Human activities are no more dependent on the brain than the brain itself is on the contexts with which people interact. The brain is more a consequence of our evolution as a species than the cause of that evolution.

Eliminating brain-centric reductionism restores the individual to their rightful central role. The functions assigned to the brain are, in reality, activities inherent to the individual, occurring within a specific society and culture.

We do not behave as independent parts of our organism, such as the brain or the nervous system. Behavior can only be understood as that of the entire organism. The organism behaves as a whole, not as isolated parts.

If the brain is damaged, a person’s activity may be interrupted or limited.

However, this doesn’t mean that the activity was generated, caused, or produced by the brain, and is therefore limited to its cells and neural circuits. Things are always happening in the brain, no matter what we do. It’s a mistake to diagnose biological problems, such as “depression,” by asking questions about our behavior.

The accumulation of studies on the brain-related causes of our behavior is not evidence of sound research or progress, but rather that there is still no definitive study to justify such investigation. Neuroscience is not ready for “grand unitary theories” that allow us to reduce the cause of everything we do to a single part of our brain. People’s suffering cannot be reduced to neurochemical imbalances and faulty circuits. The origin of any behavioral problem does not lie in a medical condition.

The greatest condemnation in the history of mental health will always be the medicalization of behavior. Everything we do has consequences in the brain, since the fact that differences exist between human brains does not mean that we have found a definitive and scientific explanation for behavioral differences between people. All efforts dedicated to validating the “serotonin, dopamine, or norepinephrine hypothesis” as the cause of our problems have failed. The “one psychotropic drug for one disease” hypothesis is a perfect marketing concept for pharmaceutical companies. Psychotropic drugs are an alternative and additional treatment used in very specific circumstances, not a complete and definitive treatment. It should be used in every case, massively and irresponsibly.

When we ingest a psychotropic drug, the “improvement” we observe is merely the temporary effect of the drug, not a change in the real psychological root of the problem.

Psychotropic drugs don’t solve your problems; they only put them on pause.
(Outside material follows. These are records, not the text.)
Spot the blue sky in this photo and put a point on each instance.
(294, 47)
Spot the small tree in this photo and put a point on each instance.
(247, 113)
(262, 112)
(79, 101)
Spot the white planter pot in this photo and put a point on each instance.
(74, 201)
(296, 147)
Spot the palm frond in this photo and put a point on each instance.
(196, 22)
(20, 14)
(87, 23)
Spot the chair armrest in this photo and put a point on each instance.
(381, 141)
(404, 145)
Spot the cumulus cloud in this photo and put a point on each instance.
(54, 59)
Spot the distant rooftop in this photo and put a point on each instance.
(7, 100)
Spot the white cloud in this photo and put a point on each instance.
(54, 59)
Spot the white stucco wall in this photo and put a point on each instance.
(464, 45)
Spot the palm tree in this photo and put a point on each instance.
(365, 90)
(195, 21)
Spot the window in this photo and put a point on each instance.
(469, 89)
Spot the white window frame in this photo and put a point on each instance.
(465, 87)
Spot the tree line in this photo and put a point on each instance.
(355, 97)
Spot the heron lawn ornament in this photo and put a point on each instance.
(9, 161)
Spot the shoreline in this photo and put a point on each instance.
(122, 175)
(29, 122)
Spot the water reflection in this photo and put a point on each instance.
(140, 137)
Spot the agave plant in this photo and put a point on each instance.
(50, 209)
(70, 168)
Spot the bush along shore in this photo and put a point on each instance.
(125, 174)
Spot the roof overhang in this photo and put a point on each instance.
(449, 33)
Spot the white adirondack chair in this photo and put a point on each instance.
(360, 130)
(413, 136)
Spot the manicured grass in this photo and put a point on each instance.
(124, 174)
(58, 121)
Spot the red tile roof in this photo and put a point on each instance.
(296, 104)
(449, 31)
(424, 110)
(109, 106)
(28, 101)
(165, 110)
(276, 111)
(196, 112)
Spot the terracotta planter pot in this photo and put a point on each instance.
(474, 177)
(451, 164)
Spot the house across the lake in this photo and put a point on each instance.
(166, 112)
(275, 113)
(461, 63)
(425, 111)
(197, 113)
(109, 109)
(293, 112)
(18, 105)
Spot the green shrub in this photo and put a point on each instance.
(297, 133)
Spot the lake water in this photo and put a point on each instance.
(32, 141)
The politicization of distress is necessary not only to reject the individualistic approach but also to provide an example of how emotions are collectivized. Ayesha Khan does tremendous work and serves as an example; here she analyzes suicide from a political and harm reduction perspective:

“Suicide rates have been increasing under late-stage capitalism as ecological destruction escalates & working class people have fewer guarantees of any stability or security. Marginalized communities have the worst health outcomes & lower life expectancies independent of cause. Oppressive systems are the most dominant form of systemic trauma that impacts people’s overall health causing mental distress and physical illnesses. Black folks in the U.S. for example have higher rates of chronic diseases like hypertension and diabetes due to intergenerational oppression. Similarly, oppressive systems facilitate & cause suicide. Oppressive systems are literally designed to abuse, exploit and brutalize people so this is right up in their alley.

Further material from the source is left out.